Y dicho y hecho, la puerta se abrió de nuevo y los miembros del jurado retomaron su anterior ubicación. Todo el mundo se mantenía en silencio, expectante; todos, menos el acusado, quien soltaba improperios y quejas entre gruñidos.
Una mujer se levantó y tomó un micrófono, luego abrió el papel que portaba en la mano y comenzó a hablar.
-Señoría, el jurado ha tomado una decisión.
-Adelante -concedió Tecla.
-El jurado, por decisión unánime, ha encontrado al acusado -tragó fuerte antes de proseguir-culpable de todos los cargos.
La sala completa estalló, llenándose de gritos y vítores entre insultos y maldiciones contra el monstruoso hombre.
-¡Silencio! -Clamó la jueza, golpeando con su mazo-. ¡Silencio en la sala!
Para cuando el silencio volvió a reinar en el lugar, roto por la voz del delincuente nada más, ella sonrió y prosiguió con su trabajo.
-Bien, ahora vamos a conocer las sentencias.

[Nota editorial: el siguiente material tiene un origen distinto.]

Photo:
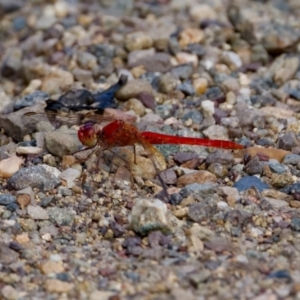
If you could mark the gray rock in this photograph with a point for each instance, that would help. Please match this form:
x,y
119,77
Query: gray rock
x,y
12,62
149,215
199,212
276,30
61,216
35,177
254,166
7,255
295,224
62,143
7,199
31,99
292,159
37,212
183,71
288,141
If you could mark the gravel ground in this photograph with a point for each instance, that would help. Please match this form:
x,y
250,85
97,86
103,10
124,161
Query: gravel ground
x,y
220,69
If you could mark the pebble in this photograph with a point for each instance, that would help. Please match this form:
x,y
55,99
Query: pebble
x,y
281,180
196,177
231,194
57,286
37,212
247,182
61,216
133,88
10,293
69,175
57,81
288,141
292,159
34,177
149,215
9,166
254,166
276,203
60,143
202,12
208,108
138,41
51,267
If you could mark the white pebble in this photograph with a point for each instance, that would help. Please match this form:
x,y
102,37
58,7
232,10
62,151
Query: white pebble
x,y
208,108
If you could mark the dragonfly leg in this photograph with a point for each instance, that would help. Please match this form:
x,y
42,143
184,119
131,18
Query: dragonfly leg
x,y
86,158
134,152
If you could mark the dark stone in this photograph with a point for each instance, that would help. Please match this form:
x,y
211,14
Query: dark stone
x,y
199,212
254,166
247,182
7,199
288,141
183,71
175,199
35,177
223,158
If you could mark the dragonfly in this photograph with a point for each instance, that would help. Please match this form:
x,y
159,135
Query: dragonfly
x,y
122,132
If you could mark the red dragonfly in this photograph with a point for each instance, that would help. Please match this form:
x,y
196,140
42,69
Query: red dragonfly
x,y
119,133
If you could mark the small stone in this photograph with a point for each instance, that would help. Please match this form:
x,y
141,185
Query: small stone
x,y
288,141
196,177
9,166
202,12
247,182
51,267
187,58
217,169
57,81
22,238
10,293
28,150
24,200
61,216
199,212
136,106
12,62
277,154
295,224
276,203
58,286
254,166
183,71
7,199
138,41
86,60
216,132
7,255
190,36
149,215
231,59
281,180
69,175
33,176
208,108
292,159
133,88
103,295
60,143
200,85
37,213
295,203
167,83
231,194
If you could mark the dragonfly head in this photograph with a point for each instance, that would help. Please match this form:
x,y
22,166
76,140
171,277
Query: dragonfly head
x,y
87,134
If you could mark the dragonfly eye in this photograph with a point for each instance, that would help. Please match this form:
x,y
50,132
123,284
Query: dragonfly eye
x,y
87,134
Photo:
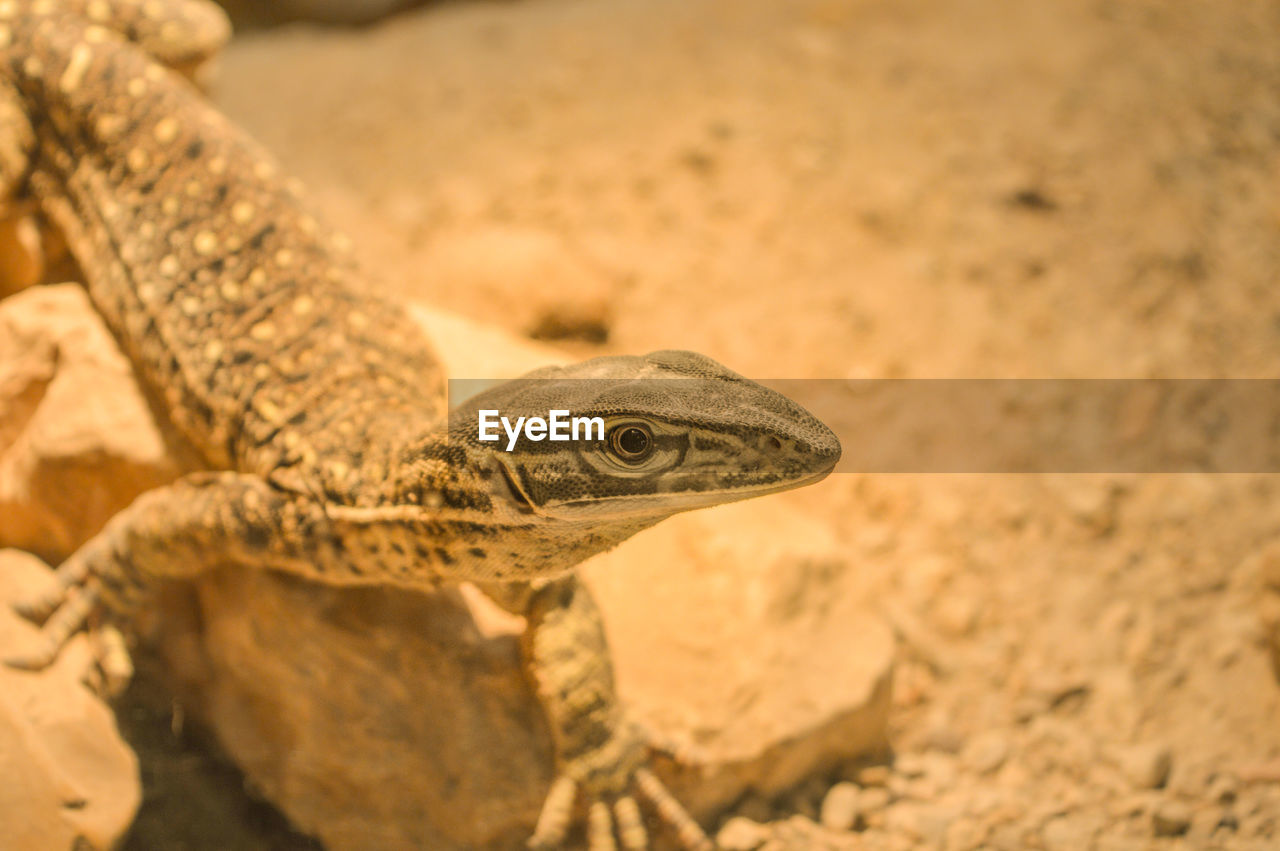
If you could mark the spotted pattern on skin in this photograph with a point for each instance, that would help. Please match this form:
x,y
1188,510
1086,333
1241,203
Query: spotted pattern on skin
x,y
131,151
321,402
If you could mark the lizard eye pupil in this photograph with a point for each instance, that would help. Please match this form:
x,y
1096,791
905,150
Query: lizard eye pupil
x,y
631,443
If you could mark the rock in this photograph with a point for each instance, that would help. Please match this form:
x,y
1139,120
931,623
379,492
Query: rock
x,y
730,631
22,264
840,808
873,799
1147,765
987,751
341,12
741,835
873,776
80,781
77,442
1170,818
566,297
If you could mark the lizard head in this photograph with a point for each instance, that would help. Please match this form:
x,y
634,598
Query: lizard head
x,y
640,439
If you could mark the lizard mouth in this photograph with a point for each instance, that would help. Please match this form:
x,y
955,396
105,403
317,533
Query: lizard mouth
x,y
513,492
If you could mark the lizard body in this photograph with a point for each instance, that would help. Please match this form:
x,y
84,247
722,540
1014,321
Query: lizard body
x,y
318,406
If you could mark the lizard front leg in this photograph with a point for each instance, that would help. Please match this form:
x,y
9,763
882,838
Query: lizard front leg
x,y
177,531
599,754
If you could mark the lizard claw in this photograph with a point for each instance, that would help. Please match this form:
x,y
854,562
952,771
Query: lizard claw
x,y
609,822
67,620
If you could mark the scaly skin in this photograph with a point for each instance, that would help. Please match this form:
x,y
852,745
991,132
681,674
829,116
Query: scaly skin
x,y
319,408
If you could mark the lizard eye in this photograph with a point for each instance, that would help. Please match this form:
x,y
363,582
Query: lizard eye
x,y
631,443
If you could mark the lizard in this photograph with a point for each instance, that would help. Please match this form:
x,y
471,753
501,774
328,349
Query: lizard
x,y
318,407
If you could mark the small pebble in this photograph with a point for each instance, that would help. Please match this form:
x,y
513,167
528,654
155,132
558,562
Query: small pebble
x,y
987,753
1170,818
873,800
840,808
741,835
873,776
1146,767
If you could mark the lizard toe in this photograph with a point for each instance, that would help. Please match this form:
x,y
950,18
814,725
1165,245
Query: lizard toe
x,y
62,625
631,831
689,833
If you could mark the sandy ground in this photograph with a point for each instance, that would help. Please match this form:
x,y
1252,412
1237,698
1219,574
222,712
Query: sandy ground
x,y
864,188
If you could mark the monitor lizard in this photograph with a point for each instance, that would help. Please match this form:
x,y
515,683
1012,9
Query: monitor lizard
x,y
319,408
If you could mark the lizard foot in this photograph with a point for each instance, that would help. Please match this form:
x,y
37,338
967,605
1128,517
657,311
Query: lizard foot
x,y
71,605
617,815
65,609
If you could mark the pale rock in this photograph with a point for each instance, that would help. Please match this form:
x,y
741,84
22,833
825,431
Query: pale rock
x,y
741,835
77,442
874,799
78,778
987,751
1170,818
22,264
565,297
1146,765
384,718
840,808
339,12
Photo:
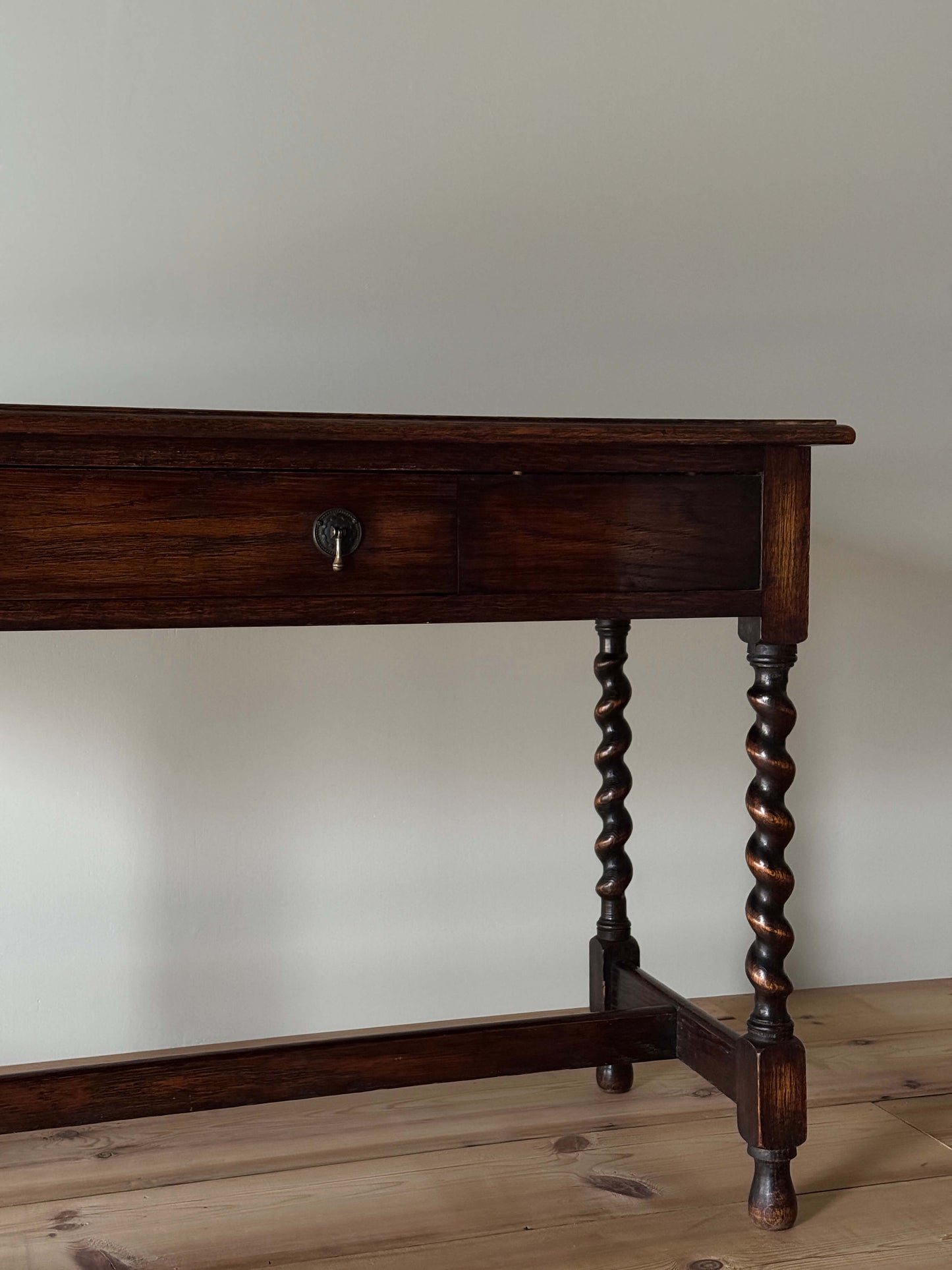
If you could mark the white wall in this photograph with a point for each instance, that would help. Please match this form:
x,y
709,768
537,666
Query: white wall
x,y
645,208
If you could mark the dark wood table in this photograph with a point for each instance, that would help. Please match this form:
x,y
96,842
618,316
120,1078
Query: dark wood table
x,y
131,519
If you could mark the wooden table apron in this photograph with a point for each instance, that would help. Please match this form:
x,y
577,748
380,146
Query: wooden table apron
x,y
144,519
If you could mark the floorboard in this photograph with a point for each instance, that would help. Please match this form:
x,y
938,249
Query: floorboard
x,y
537,1171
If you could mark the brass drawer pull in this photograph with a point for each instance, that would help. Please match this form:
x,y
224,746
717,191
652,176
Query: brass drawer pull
x,y
337,534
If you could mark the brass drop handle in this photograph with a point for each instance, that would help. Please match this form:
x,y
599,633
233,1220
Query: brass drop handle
x,y
337,534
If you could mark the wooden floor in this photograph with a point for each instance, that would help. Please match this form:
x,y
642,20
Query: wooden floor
x,y
538,1172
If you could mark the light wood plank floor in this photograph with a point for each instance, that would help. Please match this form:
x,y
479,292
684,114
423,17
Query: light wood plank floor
x,y
538,1172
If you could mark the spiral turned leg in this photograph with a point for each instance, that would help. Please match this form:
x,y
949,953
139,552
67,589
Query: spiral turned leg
x,y
612,944
772,1082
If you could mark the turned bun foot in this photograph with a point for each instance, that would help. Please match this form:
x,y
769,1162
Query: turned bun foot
x,y
615,1078
773,1201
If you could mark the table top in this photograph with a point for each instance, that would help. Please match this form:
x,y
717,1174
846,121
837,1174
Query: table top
x,y
51,420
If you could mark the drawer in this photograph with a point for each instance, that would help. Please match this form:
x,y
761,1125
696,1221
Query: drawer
x,y
607,534
144,534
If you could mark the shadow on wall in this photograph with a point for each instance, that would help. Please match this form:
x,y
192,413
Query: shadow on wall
x,y
215,835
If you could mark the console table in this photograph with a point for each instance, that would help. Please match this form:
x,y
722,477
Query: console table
x,y
142,519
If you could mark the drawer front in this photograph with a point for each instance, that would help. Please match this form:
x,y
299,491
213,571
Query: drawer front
x,y
609,534
149,535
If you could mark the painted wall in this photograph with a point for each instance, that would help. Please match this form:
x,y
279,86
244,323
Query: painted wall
x,y
516,206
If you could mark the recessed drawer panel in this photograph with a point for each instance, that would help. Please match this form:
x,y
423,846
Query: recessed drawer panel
x,y
107,533
605,534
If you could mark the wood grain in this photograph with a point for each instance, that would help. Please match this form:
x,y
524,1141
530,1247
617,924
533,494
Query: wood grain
x,y
445,1200
198,1078
560,1107
563,535
786,552
71,535
335,611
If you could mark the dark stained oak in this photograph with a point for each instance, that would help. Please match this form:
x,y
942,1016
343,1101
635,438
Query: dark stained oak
x,y
612,940
356,610
204,1078
76,535
786,550
772,1064
63,420
149,519
564,534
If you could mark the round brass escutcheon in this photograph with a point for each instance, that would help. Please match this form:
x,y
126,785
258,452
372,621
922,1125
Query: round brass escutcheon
x,y
337,533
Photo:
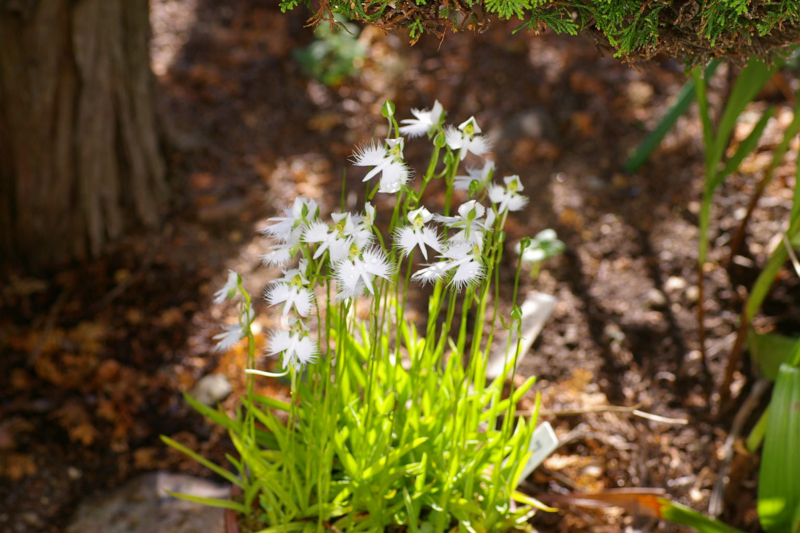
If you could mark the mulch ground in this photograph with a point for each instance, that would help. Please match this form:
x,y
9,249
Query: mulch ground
x,y
95,355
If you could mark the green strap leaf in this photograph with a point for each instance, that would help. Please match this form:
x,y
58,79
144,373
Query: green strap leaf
x,y
211,502
203,461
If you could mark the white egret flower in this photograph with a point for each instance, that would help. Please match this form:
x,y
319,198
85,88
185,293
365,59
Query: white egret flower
x,y
353,226
229,290
466,139
295,347
291,291
418,234
362,267
481,175
370,215
470,222
508,197
426,121
302,208
460,258
330,240
292,296
283,252
431,273
468,268
231,336
386,161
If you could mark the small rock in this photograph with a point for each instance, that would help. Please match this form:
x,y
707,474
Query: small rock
x,y
675,283
571,336
143,506
655,299
211,389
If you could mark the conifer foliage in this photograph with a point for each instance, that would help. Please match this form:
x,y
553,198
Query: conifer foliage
x,y
637,29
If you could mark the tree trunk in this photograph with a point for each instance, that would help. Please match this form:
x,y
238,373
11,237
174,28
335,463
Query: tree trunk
x,y
79,153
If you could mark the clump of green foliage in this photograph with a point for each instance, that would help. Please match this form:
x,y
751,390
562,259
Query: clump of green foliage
x,y
637,29
333,55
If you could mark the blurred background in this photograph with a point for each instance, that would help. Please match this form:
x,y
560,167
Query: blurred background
x,y
154,187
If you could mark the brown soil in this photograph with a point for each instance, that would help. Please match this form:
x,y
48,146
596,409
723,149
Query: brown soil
x,y
96,355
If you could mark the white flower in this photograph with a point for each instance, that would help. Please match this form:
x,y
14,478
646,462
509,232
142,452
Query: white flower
x,y
353,226
426,121
294,296
283,252
481,175
467,272
466,139
508,197
369,217
329,239
302,208
296,347
431,273
418,234
468,267
232,335
462,259
362,268
388,161
229,290
470,222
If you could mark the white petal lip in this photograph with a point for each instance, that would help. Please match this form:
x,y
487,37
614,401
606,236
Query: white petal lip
x,y
421,212
279,256
464,124
467,273
431,273
231,336
424,121
369,155
296,297
395,175
350,273
232,283
297,348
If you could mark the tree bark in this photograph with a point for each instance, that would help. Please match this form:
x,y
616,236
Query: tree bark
x,y
80,160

Alguacil -lo llamó-, haga que se calle y, si puede, tenga a bien traerme agua; esto va para largo.
Él, presuroso, se encargó de todo. Ella, con dos pilas de carpetas sobre su mesa, abrió la primera de la izquierda y recitó:
-Por los delitos cometidos contra Carmen Díaz Sánchez, le condeno a una cadena perpetua y a pagar una indemnización económica de treinta mil euros -cerró la carpeta, la colocó en el centro y tomó otra-. Por los delitos cometidos contra Alba Marín Castillo, le condeno a una cadena perpetua y a pagar una indemnización económica de treinta mil euros. Por los delitos...
Y así, siguió largo rato. Al terminar con todas las carpetas, suspiró con cansancio, se talló los ojos y bebió agua de nuevo.